Eric Evans: AI Components for a Deterministic System
Source: https://www.domainlanguage.com/articles/ai-components-deterministic-system/
This note analyzes Eric Evans' article on integrating LLM-based components into deterministic software systems and explores how its framework validates and extends llm-do's design.
Article Overview
Evans identifies a fundamental tension: LLMs produce non-deterministic outputs that resist integration into structured, conventional software. Using domain classification in code repositories as an example, he proposes separating concerns to manage this tension.
Core Principles
- Separate Modeling from Classification
- Modeling: Creating categorization schemes (exploratory, creative)
- Classification: Assigning categories within a scheme (repeatable, deterministic)
-
Treat these as fundamentally different tasks
-
Create Canonical Categories First
- Freeze a taxonomy before classification begins
-
Ensures comparable results across invocations
-
Leverage Established Standards
- Use published classification systems (NAICS, ISO, etc.) for generic domains
-
"Published languages have great advantages! They are worth looking for."
-
Human-Driven Modeling for Core Domains
- For custom categorization: "have humans drive the modeling in an exploratory, iterative process"

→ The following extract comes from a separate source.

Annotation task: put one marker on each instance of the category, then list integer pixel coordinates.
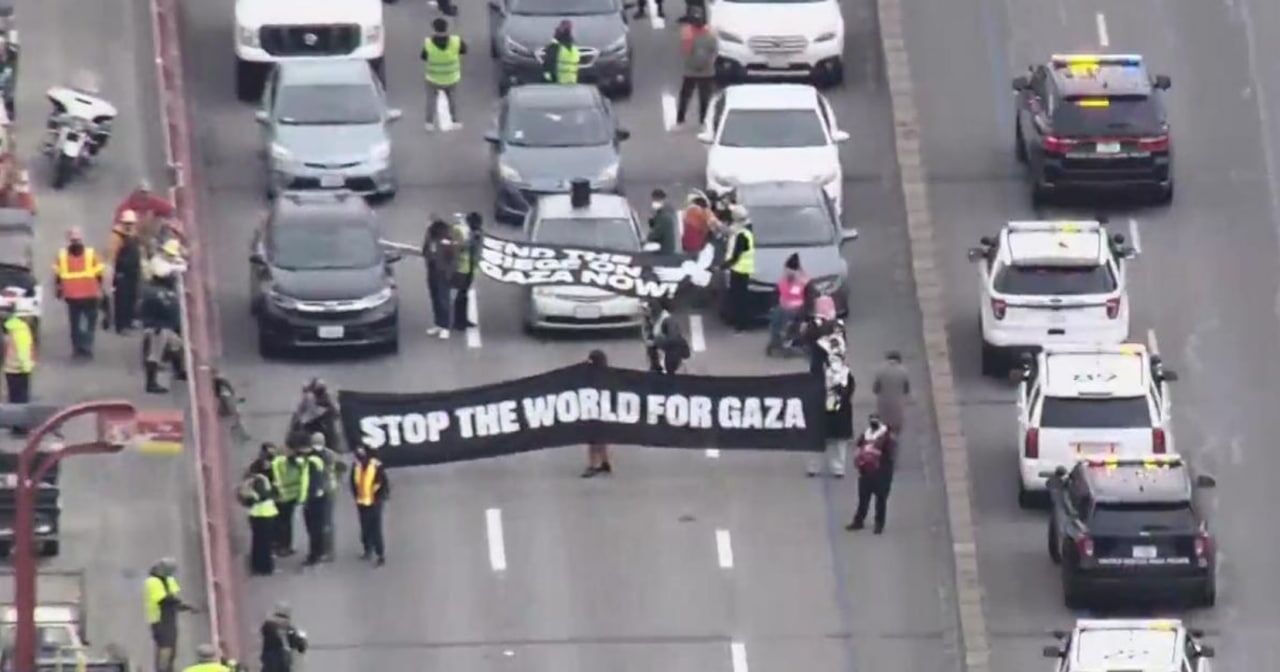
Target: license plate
(1144, 552)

- LLMs excel at classification within human-designed frameworks
Alignment with llm-do
Evans' framework maps directly to llm-do's core philosophy:
| Evans' Concept | llm-do Equivalent |
|---|---|
| Modeling (exploratory) | LLM workers exploring options |
| Classification (repeatable) | Extracted Python tools |
| Frozen taxonomy | Schemas (input_model_ref, output_model_ref) |
| "Stabilize the categories" | "Extend with LLMs, stabilize with code" |
The unified calling convention in llm-do means transitioning from modeling to classification is local—callers don't change when a worker becomes a tool.
Schema-Driven Design
llm-do already supports Evans' "canonical categories first" via:
- input_model_ref / output_model_ref in worker frontmatter
- Pydantic models as frozen contracts
- Validation at trust boundaries
Potential Extensions
1. Leverage Established Standards for Generic Subdomains
When workers deal with generic subdomains, reference established taxonomies rather than letting LLMs invent categories:
| Domain | Standard to Consider |
|---|---|
| Business sectors | NAICS codes |
| Document types | ISO standards |
| Licenses | SPDX identifiers |
| Commit messages | Conventional Commits |
| Error categories | HTTP status codes, syslog severity |
Implementation: Document this as a pattern; add examples showing workers that use external taxonomies.

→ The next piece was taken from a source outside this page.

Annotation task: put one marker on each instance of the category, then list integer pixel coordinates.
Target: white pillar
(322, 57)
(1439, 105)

2. Judge Model Pattern for Taxonomy Selection
Evans describes iterative refinement with a "judge" model:
1. Sampling worker: generates N candidate categorization schemes
2. Judge worker: evaluates candidates against criteria (coverage, overlap, specificity)
3. Output: frozen schema for downstream classification workers
This could be:
- A documented meta-pattern
- A reusable worker template
- An example in examples/taxonomy-generation/
3. Explicit Modeling vs Classification Phase Markers
Consider a worker config flag:
---
name: categorize_files
phase: classification # vs "modeling" for exploratory work
---
This could: - Enable stricter validation (same input → same output expected) - Trigger warnings if outputs vary too much across runs - Guide approval policies (classification = lower risk, more automatable)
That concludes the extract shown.